Democrats, Republicans Split on IssueDemocrats said that the bill, which is very similar to a 1994 bill, is essential in the wake of a string of high-profile shootings in recent months.
"Assault weapons, especially when combined with a high-capacity magazine, are the weapon of choice for mass shootings," said Rep. Jerry Nadler (D-N.Y.). "These military-style weapons are designed to kill the most people in the shortest amount of time."
"Quite simply, there is no place for them in our streets," Nadler said.
Referencing the 1994 semiautomatic weapons ban, Nadler said: "In 1994 we banned these killing machines, and countless lives were saved. But Republicans allowed [that bill] to lapse. Since then, we have seen the predictable results: mass shootings have increased exponentially in our public spaces: schools, movie theaters, supermarkets, houses of worship—you name it—have all become vulnerable to attack."
"How many more mass shootings do we have to endure?" Nadler added.
Republicans, on the other hand, excoriated the bill as a violation of law-abiding citizens' Second Amendment rights.
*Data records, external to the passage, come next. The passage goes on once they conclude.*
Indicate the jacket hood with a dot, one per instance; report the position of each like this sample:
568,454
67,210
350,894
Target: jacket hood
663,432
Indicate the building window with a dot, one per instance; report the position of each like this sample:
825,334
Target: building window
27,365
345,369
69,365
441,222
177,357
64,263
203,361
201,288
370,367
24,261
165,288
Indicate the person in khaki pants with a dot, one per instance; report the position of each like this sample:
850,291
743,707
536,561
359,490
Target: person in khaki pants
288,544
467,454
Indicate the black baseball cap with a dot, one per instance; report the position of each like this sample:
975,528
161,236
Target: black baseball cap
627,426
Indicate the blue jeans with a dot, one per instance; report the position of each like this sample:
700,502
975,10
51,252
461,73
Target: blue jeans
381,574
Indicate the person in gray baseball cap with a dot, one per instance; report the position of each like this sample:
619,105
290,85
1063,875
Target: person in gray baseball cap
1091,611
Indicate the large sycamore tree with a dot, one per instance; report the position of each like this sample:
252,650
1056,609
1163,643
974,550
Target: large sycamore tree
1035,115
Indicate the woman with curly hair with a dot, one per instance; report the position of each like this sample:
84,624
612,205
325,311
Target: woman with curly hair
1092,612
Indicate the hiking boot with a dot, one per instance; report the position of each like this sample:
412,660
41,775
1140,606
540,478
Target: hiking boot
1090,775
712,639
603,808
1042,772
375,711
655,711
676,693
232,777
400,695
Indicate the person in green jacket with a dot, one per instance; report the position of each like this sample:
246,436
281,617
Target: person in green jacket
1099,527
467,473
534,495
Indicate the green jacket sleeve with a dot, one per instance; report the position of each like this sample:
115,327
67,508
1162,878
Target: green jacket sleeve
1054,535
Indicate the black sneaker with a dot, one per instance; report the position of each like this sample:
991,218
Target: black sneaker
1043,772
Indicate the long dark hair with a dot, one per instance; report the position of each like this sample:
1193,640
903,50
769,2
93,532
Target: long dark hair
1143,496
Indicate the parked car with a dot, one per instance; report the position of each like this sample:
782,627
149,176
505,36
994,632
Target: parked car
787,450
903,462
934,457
"For years Democrats told us they're not coming for your guns," said Rep. Jim Jordan (R-Ohio) in an impassioned speech on the House floor. "Oh yes they are!"
"Let's be clear: the Second Amendment is as clear as possible—and that's their beef—the Second Amendment says 'The right to keep and bear arms shall not be infringed,'" Jordan continued.
Slim Chance in SenateInitially, the bill was set for consideration on July 27.
However, that vote was delayed after infighting among Democrats threw into doubt the possibility of advancing the legislation through the House. Because Democrats hold the lower chamber by four seats, Speaker of the House Nancy Pelosi (D-Calif.) couldn't afford to lose a single vote on the legislation, which is likely to face unified GOP opposition.
The bill advanced quickly through the House Judiciary Committee on July 20 despite unanimous Republican opposition.
This bill is only the latest in a series of efforts by Democrats in the House and Senate seeking to advance stricter gun control laws.
At the end of June, a compromise gun bill brokered in the Senate between Sens. John Cornyn (R-Texas) and Chris Murphy (D-Conn.) won enough support to overcome the 60-vote filibuster threshold, and has since passed the House and been signed into law by President Joe Biden.
While the measure was a victory for gun control proponents and a stinging defeat to Second Amendment advocates, Democrats have little chance of being able to replicate the feat with more wide-reaching firearms legislation.
The latest bill will now go to the Senate for consideration, where it will almost certainly fail to gain the 10 GOP votes needed to overcome the 60-vote filibuster threshold.